The constructing’s restoration has additionally breathed new life into the Pera district. Reborn, it stands as a testomony to a time when the Ottoman Empire started to set up a brand new identification, fusing custom and modernity — a way of model that also lingers in modern-day Istanbul. This period additionally set the stage for Turkey’s First National Architectural Movement, led by figures corresponding to Mimar Kemaleddin and Vedat Tek, as home architects responded to imported influences.

And the Botter Apartment is just one entry level into this wider architectural story. Walking between the districts of Tünel and Taksim, guests encounter an extraordinary combine of structure that displays Istanbul’s late-Ottoman embrace of European design.
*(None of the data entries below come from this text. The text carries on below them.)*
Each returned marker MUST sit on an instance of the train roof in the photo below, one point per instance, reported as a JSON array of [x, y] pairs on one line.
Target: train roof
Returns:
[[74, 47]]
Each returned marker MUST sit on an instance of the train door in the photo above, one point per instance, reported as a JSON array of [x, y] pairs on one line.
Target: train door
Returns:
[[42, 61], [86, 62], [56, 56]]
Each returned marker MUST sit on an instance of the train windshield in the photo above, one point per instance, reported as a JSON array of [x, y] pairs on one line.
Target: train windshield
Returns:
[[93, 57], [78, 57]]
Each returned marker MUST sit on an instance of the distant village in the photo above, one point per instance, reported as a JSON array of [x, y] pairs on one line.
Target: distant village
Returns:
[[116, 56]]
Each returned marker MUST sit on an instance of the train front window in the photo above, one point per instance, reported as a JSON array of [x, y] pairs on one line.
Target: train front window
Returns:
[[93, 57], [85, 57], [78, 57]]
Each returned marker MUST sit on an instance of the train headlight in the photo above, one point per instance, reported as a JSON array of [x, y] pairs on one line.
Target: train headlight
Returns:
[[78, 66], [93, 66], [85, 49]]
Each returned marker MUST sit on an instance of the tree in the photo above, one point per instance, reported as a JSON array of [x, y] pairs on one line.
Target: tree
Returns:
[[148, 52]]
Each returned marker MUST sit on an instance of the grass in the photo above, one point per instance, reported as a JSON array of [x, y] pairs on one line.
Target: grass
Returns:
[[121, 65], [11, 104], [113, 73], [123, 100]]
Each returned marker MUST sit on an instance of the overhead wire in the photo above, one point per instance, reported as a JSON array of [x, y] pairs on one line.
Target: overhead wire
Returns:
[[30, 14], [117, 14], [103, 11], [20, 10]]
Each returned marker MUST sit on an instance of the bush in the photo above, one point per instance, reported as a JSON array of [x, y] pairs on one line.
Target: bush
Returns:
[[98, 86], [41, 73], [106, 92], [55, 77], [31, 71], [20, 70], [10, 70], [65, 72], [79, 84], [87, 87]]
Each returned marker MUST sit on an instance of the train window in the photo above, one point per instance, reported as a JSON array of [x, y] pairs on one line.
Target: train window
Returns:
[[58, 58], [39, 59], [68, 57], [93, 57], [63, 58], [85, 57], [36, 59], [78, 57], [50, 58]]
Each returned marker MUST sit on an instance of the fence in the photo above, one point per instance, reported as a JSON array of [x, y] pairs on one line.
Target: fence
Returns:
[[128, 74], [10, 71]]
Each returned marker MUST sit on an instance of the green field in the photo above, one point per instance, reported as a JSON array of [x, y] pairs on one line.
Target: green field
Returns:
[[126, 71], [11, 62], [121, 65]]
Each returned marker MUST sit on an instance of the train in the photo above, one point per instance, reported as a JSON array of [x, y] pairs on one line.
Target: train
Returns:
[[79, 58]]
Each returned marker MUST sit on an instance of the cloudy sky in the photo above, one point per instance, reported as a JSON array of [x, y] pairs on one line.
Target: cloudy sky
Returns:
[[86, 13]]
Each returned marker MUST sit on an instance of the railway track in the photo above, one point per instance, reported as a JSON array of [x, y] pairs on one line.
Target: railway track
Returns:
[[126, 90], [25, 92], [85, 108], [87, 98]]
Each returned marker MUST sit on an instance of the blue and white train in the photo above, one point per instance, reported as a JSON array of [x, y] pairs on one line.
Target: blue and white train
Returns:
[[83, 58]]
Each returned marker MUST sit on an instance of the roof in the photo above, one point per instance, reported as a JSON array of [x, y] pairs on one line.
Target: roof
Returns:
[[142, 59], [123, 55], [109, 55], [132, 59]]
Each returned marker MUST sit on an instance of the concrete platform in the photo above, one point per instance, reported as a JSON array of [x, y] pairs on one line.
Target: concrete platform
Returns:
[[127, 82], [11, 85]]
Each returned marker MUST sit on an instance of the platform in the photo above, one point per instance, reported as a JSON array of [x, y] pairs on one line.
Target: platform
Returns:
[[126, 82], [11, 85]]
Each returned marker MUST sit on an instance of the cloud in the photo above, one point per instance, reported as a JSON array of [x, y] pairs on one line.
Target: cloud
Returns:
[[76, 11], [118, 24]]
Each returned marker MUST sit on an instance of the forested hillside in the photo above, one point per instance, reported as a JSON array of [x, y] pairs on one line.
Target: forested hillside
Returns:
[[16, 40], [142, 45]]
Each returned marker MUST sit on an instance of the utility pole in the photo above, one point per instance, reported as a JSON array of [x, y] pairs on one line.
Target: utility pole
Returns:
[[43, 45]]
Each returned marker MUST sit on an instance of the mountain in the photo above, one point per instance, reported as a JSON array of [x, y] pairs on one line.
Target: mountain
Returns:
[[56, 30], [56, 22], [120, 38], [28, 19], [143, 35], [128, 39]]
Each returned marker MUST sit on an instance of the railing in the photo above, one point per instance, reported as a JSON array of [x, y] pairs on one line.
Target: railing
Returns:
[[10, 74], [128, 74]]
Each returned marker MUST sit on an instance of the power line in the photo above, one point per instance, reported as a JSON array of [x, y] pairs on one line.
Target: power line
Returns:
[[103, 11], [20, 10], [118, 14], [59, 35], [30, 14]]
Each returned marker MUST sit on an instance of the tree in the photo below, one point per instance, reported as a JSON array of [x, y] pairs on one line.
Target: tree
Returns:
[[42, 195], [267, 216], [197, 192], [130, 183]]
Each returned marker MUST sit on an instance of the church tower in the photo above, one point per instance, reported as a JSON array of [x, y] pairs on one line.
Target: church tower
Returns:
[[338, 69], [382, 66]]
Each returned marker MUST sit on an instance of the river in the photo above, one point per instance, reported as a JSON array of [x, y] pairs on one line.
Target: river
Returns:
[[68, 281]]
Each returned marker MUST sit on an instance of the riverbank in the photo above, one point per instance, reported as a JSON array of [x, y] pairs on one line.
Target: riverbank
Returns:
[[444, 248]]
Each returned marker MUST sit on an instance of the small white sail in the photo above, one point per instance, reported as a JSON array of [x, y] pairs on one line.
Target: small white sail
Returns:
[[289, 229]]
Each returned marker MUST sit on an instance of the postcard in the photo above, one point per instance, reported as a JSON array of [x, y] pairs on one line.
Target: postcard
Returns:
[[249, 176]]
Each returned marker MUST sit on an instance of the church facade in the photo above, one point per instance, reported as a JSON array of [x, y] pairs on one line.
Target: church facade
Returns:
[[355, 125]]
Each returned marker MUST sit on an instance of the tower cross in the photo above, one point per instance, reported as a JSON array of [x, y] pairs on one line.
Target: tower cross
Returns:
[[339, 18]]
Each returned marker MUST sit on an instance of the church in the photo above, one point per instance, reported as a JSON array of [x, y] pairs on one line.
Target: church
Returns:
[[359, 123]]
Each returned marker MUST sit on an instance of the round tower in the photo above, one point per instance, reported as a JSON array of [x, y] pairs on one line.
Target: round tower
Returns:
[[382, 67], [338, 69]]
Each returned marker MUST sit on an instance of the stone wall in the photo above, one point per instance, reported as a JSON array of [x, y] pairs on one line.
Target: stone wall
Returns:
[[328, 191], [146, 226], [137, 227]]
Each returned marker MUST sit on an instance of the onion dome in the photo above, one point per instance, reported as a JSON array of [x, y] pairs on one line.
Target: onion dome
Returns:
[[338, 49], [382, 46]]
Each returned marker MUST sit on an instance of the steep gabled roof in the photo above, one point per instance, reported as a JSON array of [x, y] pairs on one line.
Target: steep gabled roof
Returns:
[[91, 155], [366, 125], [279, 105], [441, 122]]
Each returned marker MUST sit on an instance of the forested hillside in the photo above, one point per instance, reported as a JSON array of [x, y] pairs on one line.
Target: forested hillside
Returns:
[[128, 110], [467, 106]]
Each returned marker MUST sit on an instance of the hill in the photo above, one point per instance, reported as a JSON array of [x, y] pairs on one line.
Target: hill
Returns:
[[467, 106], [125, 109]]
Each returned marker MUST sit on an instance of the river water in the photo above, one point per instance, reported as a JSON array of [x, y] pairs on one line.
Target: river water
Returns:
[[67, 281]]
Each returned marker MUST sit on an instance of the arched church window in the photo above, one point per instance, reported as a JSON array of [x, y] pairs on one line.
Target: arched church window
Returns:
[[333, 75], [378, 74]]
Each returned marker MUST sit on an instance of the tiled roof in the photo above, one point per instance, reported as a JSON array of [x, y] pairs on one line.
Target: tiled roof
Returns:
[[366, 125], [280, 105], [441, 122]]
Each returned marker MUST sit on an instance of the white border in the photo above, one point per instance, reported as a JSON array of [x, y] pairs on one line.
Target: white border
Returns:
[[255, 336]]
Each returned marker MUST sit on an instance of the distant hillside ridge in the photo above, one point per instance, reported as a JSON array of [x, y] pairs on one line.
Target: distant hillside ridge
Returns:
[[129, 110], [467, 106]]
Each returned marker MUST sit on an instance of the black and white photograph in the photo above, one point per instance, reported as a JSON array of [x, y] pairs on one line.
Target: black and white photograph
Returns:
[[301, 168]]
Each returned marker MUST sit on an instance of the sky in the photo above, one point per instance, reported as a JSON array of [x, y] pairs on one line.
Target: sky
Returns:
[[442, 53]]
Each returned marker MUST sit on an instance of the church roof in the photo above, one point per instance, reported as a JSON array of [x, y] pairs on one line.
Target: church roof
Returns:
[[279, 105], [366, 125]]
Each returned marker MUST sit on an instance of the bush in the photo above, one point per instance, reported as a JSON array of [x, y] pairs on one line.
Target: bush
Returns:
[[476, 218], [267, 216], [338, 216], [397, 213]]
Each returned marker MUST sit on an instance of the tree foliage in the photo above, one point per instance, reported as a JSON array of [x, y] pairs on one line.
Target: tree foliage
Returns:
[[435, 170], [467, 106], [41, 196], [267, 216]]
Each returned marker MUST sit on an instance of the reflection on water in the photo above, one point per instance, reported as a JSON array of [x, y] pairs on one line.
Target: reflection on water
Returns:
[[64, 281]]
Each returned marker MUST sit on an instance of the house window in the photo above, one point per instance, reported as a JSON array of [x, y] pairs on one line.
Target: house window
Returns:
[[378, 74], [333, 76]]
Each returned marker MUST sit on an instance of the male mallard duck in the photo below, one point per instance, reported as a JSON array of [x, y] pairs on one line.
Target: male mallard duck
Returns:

There’s the Mısır Apartment, or Misir Apartmanı, which shows delicate Art Nouveau prospers and stands as one of Istanbul’s earliest reinforced-concrete buildings.

Nearby, the Ravouna 1906 Suites affords one other prime instance of Art Nouveau, its designer and inside architect nonetheless immortalized within the carved stone of the façade.

The Çiçek Pasajı, or Flower Passage, has Neorenaissance particulars that recall its origins as a elaborate condominium advanced, whereas the Grand Pera and Azaryan Apartment boast Neoclassical and Neo-Baroque façades constructed for the town’s elite on the flip of the century.

The Casa Botter Art and Design Center is open to the general public on İstiklal Caddesi.